Das gilt auch für das spektakuläre Projekt „JFK Unsilenced“ von Cereproc. In jahrelanger Kleinarbeit sammelten die Toningenieure Schnipsel aus Reden des früheren US-Präsidenten John F. Kennedy und „rekonstruierten“ eine Rede, die JFK nie gehalten hat. Er hätte sie am 22. November 1963 in Dallas halten sollen, wurde aber auf dem Weg dorthin erschossen. Die künstliche Rede enthält nicht nur die authentische Stimme des Präsidenten, sondern ist auch gefüllt von Knistern und atmosphärischen Geräuschen, die eine „historische“ Aufnahme simulieren sollen. Tatsächlich schossen die Entwickler etwas übers Ziel hinaus: Die „Aufnahme“ klingt, als stamme sie aus den 20er Jahren des 20. Jahrhunderts. #schellackplatte

Die Toningenieure von Cereproc rekonstruierten die Stimme des toten John F. Kennedy. (Screenshot: Frank Puscher)

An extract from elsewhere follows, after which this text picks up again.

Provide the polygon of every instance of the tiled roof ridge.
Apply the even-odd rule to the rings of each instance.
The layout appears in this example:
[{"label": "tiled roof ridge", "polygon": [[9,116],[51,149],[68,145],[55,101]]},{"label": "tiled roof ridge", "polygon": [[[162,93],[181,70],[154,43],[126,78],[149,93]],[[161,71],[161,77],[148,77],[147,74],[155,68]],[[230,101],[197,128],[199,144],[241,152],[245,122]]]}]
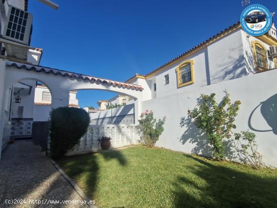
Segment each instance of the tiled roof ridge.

Während das Projekt JFK als Kulturgut gefeiert wird, werfen zwei weitere Projekte Schlaglichter auf die kritische Seite von künstlicher Spracherzeugung. Adobe präsentierte 2016 auf der Hausmesse Max das Projekt Voco. Soundfiles ließen sich per Copy-and-Paste editieren und zwar nicht in der Wellenform, sondern im transkribierten Text. Der vorführende Software-Ingenieur konnte sogar neuen Text eingeben, der dann mit der Stimme von US-Comedian Keegan-Michael Key ausgegeben wurde. Samples in einer Gesamtlänge von 20 Minuten reichen dem Programm zur „Virtualisierung“ der Stimme.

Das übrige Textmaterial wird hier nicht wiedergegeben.